There has been no sponsor as yet announced for the UK Championship, which starts on December 4.
It seems unlikely now that there will be one announced at such short notice, which is of course disappointing given the prestige attached to the tournament.
However, sponsorship is a complex area often misunderstood. The truth is this: World Snooker could get someone, anyone, to chuck in a few thousand and have the tournament on the cheap.
They’ve done this in the past but I think they are right to instead look for a backer investing serious money. There is a prize fund for the event in excess of £500,000 to cover, plus ancillary costs. Putting these events on is not an inexpensive affair.
They have already secured a five year deal with 888.com to sponsor the World Championship and three years deals with Saga Insurance for the Masters and Royal London Watches for the Grand Prix.
These deals run into the millions and help to underpin the financial stability of the sport. It means three of the BBC’s four tournaments have some kind of identity and security.

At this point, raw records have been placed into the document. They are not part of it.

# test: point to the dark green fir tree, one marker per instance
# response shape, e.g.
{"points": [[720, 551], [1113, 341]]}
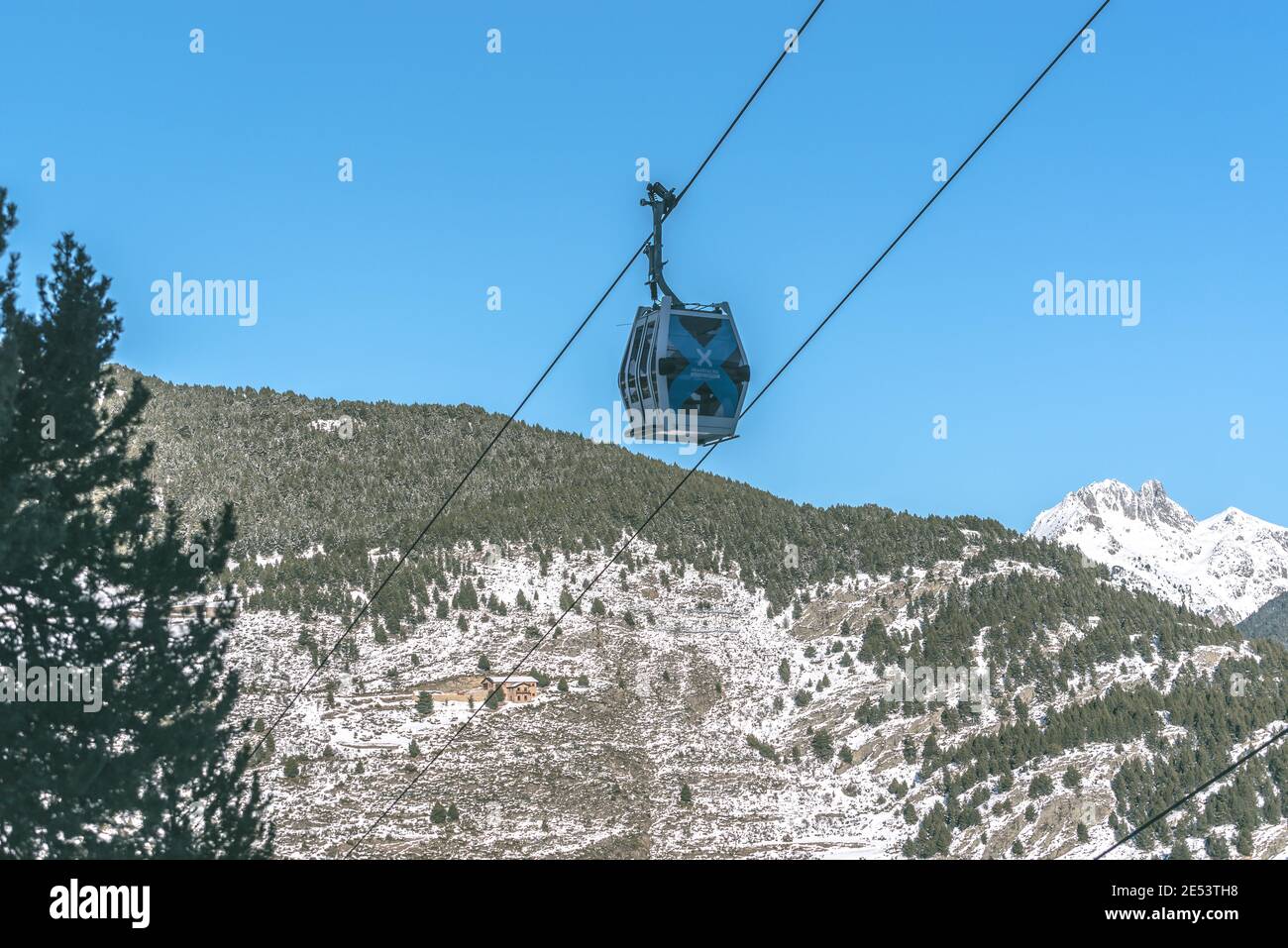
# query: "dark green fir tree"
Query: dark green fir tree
{"points": [[91, 570]]}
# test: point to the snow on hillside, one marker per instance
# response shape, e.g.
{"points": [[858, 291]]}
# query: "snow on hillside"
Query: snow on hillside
{"points": [[662, 690], [1225, 567]]}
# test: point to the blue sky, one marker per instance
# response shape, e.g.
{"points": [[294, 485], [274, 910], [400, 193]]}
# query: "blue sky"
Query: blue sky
{"points": [[518, 170]]}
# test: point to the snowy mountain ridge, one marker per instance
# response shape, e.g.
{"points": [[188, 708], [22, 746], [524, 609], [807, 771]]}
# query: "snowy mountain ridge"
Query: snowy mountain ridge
{"points": [[1227, 566]]}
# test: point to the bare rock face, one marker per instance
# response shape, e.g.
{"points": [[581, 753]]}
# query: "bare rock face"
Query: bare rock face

The agreements only came about after much negotiation. Snooker isn’t regarded as a trendy sport or one blue chip firms want to get involved with, despite its high profile on television and viewing figures most other sports look at with envy.
Snooker suffers from an unbelievably patronising cultural snobbery. It’s looked down on because working class people like it.
Actually, the demographic of people who come to snooker and watch it on TV is wide ranging. This is a sport enjoyed by Ronnie Wood and Martin Amis alike. Footballers have tables in their houses but so does Tony Blair at Chequers.
However, chief executives and managing directors tend to prefer the middle class atmosphere of golf tournaments and rugby union matches, where corporate hospitality often takes preference over the actual sporting event.
Also, snooker is no longer enjoying the honeymoon it did with the British TV public it did in the 1980s. This is natural: nobody is on honeymoon forever.
Against this backdrop, and considering snooker was tainted for some by its long association with tobacco companies, World Snooker can only be commended for attracting three significant sponsors.
IMG/TWI is the governing body’s agents in this, though Nicky Fuller of World Snooker also played a very important role.
The challenge now is to secure sponsors for the smaller events and build the circuit back up again.
Everyone wishes the UK Championship had a sponsor but the fact that it doesn’t – as of yet – shouldn’t be taken as a sign the game is in some sort of crisis.